Quadrilateral \(ACDB\) has \(AC=BC=DC\), \(\angle ADB=30\degree\), and \(\angle CAD=10\degree\).
Determine the measure of \(\angle ACB\).
Since \(AC=DC\), \(\triangle ACD\) is isosceles. Therefore, \(\angle CDA = \angle CAD = 10\degree\).
Thus, \(\angle CDB = \angle CDA + \angle ADB = 10\degree + 30\degree = 40\degree\).
Since \(BC = DC\), \(\triangle BCD\) is isosceles. Therefore, \(\angle CBD = \angle CDB = 40\degree\).

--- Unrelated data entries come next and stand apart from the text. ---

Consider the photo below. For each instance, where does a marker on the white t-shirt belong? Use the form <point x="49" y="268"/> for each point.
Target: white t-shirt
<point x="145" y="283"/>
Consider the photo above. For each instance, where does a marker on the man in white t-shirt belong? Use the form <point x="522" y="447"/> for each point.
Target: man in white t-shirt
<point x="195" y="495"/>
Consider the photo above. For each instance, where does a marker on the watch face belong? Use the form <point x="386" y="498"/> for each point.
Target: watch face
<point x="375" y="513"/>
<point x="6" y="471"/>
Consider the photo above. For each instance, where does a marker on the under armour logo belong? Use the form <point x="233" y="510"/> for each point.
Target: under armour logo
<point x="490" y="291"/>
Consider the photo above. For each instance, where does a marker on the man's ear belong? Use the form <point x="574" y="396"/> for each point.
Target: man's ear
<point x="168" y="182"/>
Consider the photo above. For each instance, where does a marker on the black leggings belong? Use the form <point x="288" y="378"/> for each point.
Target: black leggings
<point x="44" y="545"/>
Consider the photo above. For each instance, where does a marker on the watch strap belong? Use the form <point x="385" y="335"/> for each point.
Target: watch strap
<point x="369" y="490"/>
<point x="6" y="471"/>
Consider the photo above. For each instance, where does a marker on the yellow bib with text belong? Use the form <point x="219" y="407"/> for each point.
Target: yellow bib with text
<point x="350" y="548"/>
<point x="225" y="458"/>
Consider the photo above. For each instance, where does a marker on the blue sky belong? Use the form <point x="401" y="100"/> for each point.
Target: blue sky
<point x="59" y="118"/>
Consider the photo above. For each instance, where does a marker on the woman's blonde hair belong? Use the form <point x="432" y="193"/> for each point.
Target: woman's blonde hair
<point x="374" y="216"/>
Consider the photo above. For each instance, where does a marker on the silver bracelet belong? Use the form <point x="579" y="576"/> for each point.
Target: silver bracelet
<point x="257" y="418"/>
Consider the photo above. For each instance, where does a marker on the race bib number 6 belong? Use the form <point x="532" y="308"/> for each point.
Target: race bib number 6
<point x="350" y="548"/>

Since the angles in a triangle sum to \(180\degree\), in \(\triangle ACD\) we have \[\begin{aligned} \angle CAD + \angle CDA + \angle ACD &= 180\degree\\ 10\degree + 10\degree + \angle ACD &= 180\degree\\ 20\degree + \angle ACD &= 180\degree\\ \angle ACD &= 160\degree \end{aligned}\]
Since the angles in a triangle sum to \(180\degree\), in \(\triangle BCD\) we have \[\begin{aligned} \angle CDB + \angle CBD + \angle BCD &= 180\degree\\ 40\degree + 40\degree + \angle BCD &= 180\degree\\ 80\degree + \angle BCD &= 180\degree\\ \angle BCD &= 100\degree \end{aligned}\]
Since \(\angle ACD = \angle ACB + \angle BCD\), we have \(160\degree = \angle ACB + 100\degree\). Therefore, \(\angle ACB = 160\degree - 100\degree = 60\degree\).
Extension:
Suppose \(\angle ADB=30\degree\) and \(\angle CAD=x\degree\). Show that \(\angle ACB = 60\degree\).